「ねえ、樹海…気持ちよかった?」
「…まあ、うん」
「よかった…!これからも、俺と気持ちいいことしよ?俺、絶対、樹海のこと気持ちよくさせてあげるから…あんな女、忘れさせるくらい…俺のことしか、考えられなくなるくらいに…」
まあ、色々引っ掛かることはあったけど、気持ちいいことが出来るなら、と俺はオッケーした。すると、まだ黒髪だった頃の雄哉は今と替わらないあまい笑みで、こう囁いた。
「ずっと、俺には樹海だけだよ…」
大好き、と。
それが俺たちのはじまり。
電車に揺られながら、一年半くらい前のことを思い出した。あれから、もうそんなに時間が経っていたのか。それだけの時があれば、人は容易に変われる。
現に雄哉は変わってしまった。一体、誰のせいだったのだろうか。
環境?雄哉?俺?
答えはわからない。
俺は電車を降りて、バイト先に一度立ち寄ることにした。シフトの確認をするために。
駅の目の前のそこへ、従業員出入口から入ると久しぶりの空気にいつから来ていないのか考えた。
「あっれ?佐藤くん?」
振り返るとそこにはフリーターの中村さんがいた。
「おはようございます」
「久しぶりーっ!てゆーか大変だったんだよー!」
シフト表で自分の分を確認しているとばしばし背中を叩かれた。そういえば、翔に叩かれたところが痛い。
「佐藤くん来ないからー俺もすげー心配したよー?」
「すみません、体調悪くって…」
「聞いた聞いた!ホント竹井くんには感謝しなよ?」
竹井さんの名前に明らかに心臓かざわめく。
そんな俺に気付かず、中村さんはべらべらと喋り続ける。
「佐藤くんの替わり、全部彼が他の人に頭下げて頼んでくれたんだから」
俺も替わったんだよ、とどや顔で言う中村さんに反応する余裕は今の俺にはない。シフト表に視線を戻して、名前がすぐに目に飛び込んできた。
「すみません、俺、ちょっと用があるんで」
失礼します、と店を飛び出す。呼吸がなんだか乱れている。鼓動もおかしい。
それでも足を動かし、たどり着いたのは公園。ベンチに腰かけ、深呼吸をした。
嬉しい、なんて…
今は冷静な判断ができなくなっていた。とにかく気持ちが高揚していた。
嬉しい。
他人が自分のために、こんなことまでしてくれたことが。
いや、他人だからじゃない。竹井さんだからだ。
竹井さん、だからだ。
会いたい。
竹井さんに、会いたい。
携帯を手にとり、電源を入れる。すると何通かのメールと不在着信のお知らせ。クラスメイトにまざっている、着信履歴。メール。留守電。
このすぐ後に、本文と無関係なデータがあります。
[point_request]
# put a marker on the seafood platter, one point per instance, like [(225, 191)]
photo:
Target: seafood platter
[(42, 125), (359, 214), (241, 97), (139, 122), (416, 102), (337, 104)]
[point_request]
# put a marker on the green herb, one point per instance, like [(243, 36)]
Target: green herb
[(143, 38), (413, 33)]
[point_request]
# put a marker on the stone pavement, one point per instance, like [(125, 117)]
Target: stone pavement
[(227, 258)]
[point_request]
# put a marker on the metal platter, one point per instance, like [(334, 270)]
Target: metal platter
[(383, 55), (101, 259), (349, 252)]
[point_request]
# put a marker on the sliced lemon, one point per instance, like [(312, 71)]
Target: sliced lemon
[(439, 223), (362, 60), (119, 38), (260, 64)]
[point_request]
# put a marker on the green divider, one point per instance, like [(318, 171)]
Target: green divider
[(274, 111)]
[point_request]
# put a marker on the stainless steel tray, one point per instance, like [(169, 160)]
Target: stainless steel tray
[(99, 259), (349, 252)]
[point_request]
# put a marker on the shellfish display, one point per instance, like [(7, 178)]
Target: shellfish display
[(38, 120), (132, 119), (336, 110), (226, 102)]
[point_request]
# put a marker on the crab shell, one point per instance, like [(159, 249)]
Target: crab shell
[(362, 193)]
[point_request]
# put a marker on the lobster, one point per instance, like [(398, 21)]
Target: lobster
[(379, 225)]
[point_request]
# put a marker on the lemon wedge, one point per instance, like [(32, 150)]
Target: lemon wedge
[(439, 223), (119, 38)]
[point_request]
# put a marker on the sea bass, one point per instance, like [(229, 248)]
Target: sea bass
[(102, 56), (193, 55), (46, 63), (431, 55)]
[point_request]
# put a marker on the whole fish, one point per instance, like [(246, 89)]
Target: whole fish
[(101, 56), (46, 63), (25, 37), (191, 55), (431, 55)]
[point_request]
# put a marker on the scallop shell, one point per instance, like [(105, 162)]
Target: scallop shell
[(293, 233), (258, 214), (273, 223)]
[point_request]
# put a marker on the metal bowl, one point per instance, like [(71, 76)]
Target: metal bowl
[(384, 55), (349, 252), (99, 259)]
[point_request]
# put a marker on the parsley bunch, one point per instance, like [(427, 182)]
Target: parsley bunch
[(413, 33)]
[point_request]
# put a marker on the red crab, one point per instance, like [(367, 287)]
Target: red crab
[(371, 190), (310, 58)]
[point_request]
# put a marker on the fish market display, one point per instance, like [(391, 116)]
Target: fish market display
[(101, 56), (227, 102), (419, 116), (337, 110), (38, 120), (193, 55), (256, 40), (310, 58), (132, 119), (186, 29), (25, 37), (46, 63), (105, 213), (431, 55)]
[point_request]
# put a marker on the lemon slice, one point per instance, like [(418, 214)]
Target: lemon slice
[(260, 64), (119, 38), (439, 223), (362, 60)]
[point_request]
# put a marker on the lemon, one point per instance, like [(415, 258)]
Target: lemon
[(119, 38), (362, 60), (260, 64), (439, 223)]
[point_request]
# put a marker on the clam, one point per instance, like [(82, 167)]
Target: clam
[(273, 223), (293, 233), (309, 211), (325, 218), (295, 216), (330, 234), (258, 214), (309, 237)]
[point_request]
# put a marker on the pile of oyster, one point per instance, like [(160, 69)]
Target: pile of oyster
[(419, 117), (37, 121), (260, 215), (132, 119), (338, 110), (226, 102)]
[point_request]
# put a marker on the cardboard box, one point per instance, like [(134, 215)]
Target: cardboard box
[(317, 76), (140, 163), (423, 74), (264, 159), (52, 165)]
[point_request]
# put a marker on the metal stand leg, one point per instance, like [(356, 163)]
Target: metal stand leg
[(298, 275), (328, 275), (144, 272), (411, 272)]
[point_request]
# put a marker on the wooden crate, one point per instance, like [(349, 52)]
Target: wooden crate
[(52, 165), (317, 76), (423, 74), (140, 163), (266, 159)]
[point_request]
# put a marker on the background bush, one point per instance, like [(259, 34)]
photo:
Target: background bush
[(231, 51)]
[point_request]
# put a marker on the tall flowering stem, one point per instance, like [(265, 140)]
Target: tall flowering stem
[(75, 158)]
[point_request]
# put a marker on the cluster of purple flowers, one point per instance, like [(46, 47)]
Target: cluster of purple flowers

たった一件入っている留守電の再生ボタンを押し、携帯を耳に当てる。
『樹海くん。心配だよ、すごく。樹海くんの部屋で待ってるから、いつでも帰っておいで。…いや、早く帰ってきて。ずっと、待ってるから』
ぼたり、と涙が落ちた。嬉しくて。自分が情けなくて。色んな感情が混ざった。
まだ、竹井さんは待っていてくれるだろうか。
こんな俺じゃ、愛想つかれてしまうだろうけど、それでもいい。
竹井さんに会いたい。
会わなきゃいけない気がした。
涙をこすり、立ち上がると梅の花の匂いがした。春はすぐそこだ。
しかし、期待とは裏切られるものだ。
久しぶりについた我が家のドアノブを深呼吸してからひねっても扉は開かない。
インターホンを震える指で押しても返事はない。
感情はなかった。
何も考えられなかった。しばらくぼんやりと立ちすくんでいた。
ぽつりぽつり、と雨音が聞こえた。それはみるみるうちに勢いを増して、豪雨と化していた。
少し降り注ぐ雨を見て、俺は大家のもとを訪ねた。